1) let $M$ be an infinite countable structure. We want to show that there's an uncountable structure in $Mod(Th(M))$, whereby $Th(M)$ is the theory of $M$ (i.e. the set of all closed formulas $\phi$, which are fulfilled in every $\mathcal{M} \in M$). Hint: The completeness theorem and the compactness theorem do hold for uncountable languages, too. Use uncountably many constant symbols.

2) let $\Sigma$ be a theory (i.e. a set of closed formulas) with the following property: For every natural number n there's a natural number n' > n and a $\mathcal{M} \in Mod(\Sigma)$ with exactly n' elements. (whereby $Mod(\Sigma)$ is the class of all structures $\mathcal{M}$ (of a given language) that fulfill $\mathcal{M} \vDash \Sigma$). Show that there's an infinite structure in $Mod(\Sigma)$.
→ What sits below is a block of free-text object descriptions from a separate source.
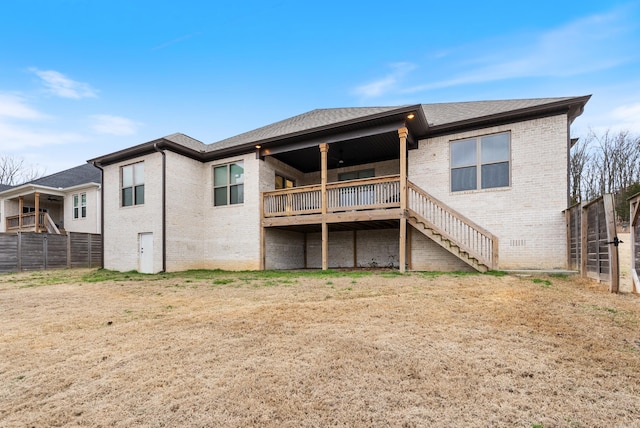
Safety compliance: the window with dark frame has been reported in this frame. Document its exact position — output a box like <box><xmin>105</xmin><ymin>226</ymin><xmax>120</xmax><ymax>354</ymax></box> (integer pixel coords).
<box><xmin>338</xmin><ymin>168</ymin><xmax>375</xmax><ymax>181</ymax></box>
<box><xmin>213</xmin><ymin>162</ymin><xmax>244</xmax><ymax>207</ymax></box>
<box><xmin>120</xmin><ymin>162</ymin><xmax>144</xmax><ymax>207</ymax></box>
<box><xmin>450</xmin><ymin>132</ymin><xmax>511</xmax><ymax>192</ymax></box>
<box><xmin>73</xmin><ymin>193</ymin><xmax>87</xmax><ymax>219</ymax></box>
<box><xmin>275</xmin><ymin>173</ymin><xmax>296</xmax><ymax>190</ymax></box>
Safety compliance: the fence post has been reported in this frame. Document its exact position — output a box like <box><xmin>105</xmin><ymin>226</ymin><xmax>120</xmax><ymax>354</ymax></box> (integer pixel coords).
<box><xmin>67</xmin><ymin>232</ymin><xmax>71</xmax><ymax>269</ymax></box>
<box><xmin>580</xmin><ymin>203</ymin><xmax>589</xmax><ymax>277</ymax></box>
<box><xmin>42</xmin><ymin>234</ymin><xmax>49</xmax><ymax>270</ymax></box>
<box><xmin>603</xmin><ymin>193</ymin><xmax>620</xmax><ymax>293</ymax></box>
<box><xmin>87</xmin><ymin>233</ymin><xmax>93</xmax><ymax>268</ymax></box>
<box><xmin>17</xmin><ymin>232</ymin><xmax>22</xmax><ymax>272</ymax></box>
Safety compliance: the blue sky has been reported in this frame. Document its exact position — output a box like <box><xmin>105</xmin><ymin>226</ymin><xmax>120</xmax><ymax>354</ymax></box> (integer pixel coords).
<box><xmin>0</xmin><ymin>0</ymin><xmax>640</xmax><ymax>173</ymax></box>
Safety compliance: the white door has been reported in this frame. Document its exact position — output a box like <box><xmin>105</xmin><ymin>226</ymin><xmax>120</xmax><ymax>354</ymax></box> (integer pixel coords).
<box><xmin>139</xmin><ymin>233</ymin><xmax>153</xmax><ymax>273</ymax></box>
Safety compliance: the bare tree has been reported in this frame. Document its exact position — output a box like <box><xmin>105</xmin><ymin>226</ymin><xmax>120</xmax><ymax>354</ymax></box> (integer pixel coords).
<box><xmin>569</xmin><ymin>130</ymin><xmax>640</xmax><ymax>222</ymax></box>
<box><xmin>0</xmin><ymin>155</ymin><xmax>45</xmax><ymax>186</ymax></box>
<box><xmin>569</xmin><ymin>139</ymin><xmax>592</xmax><ymax>205</ymax></box>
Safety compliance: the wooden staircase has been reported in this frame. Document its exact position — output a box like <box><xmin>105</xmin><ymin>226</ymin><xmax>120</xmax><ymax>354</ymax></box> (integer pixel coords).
<box><xmin>407</xmin><ymin>181</ymin><xmax>498</xmax><ymax>272</ymax></box>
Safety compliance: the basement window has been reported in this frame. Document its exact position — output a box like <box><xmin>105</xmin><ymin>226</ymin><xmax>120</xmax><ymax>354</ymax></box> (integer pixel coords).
<box><xmin>450</xmin><ymin>132</ymin><xmax>511</xmax><ymax>192</ymax></box>
<box><xmin>73</xmin><ymin>193</ymin><xmax>87</xmax><ymax>219</ymax></box>
<box><xmin>120</xmin><ymin>162</ymin><xmax>144</xmax><ymax>207</ymax></box>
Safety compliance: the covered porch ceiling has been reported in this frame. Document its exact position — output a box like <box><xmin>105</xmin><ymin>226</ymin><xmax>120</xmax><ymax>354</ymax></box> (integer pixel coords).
<box><xmin>257</xmin><ymin>110</ymin><xmax>425</xmax><ymax>173</ymax></box>
<box><xmin>272</xmin><ymin>131</ymin><xmax>400</xmax><ymax>173</ymax></box>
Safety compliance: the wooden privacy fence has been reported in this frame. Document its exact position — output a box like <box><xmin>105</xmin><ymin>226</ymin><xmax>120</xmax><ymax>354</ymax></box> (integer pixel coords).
<box><xmin>565</xmin><ymin>194</ymin><xmax>620</xmax><ymax>293</ymax></box>
<box><xmin>629</xmin><ymin>193</ymin><xmax>640</xmax><ymax>293</ymax></box>
<box><xmin>0</xmin><ymin>232</ymin><xmax>102</xmax><ymax>272</ymax></box>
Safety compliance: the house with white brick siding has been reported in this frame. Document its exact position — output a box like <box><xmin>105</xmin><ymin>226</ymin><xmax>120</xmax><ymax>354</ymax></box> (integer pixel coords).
<box><xmin>89</xmin><ymin>96</ymin><xmax>589</xmax><ymax>272</ymax></box>
<box><xmin>0</xmin><ymin>164</ymin><xmax>102</xmax><ymax>234</ymax></box>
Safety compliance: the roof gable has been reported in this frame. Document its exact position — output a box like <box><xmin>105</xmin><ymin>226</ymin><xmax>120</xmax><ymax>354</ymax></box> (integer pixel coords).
<box><xmin>207</xmin><ymin>106</ymin><xmax>398</xmax><ymax>151</ymax></box>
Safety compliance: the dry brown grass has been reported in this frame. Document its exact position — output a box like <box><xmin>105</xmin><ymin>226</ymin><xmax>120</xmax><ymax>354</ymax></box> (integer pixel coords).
<box><xmin>0</xmin><ymin>270</ymin><xmax>640</xmax><ymax>427</ymax></box>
For 1) I don't know what to do.

For 2) I have the following idea: Assume there was no infinite structure in $Mod(\Sigma)$. Then there would have to be a maximal structure $\sigma \in Mod(\mathcal{M})$ (i.e. a structure with more elements than every other strucutre in $Mod(\Sigma)$ has). Let m be the number of its elements. Then there would be no structure $\sigma'$ in $Mod(\Sigma)$ with exactly m+1 elements, which is a contradiction to the property of $\Sigma$.

[Short question: Is the whole expression for $Mod(\Sigma)$, "Model for $\Sigma$" or what's it called?]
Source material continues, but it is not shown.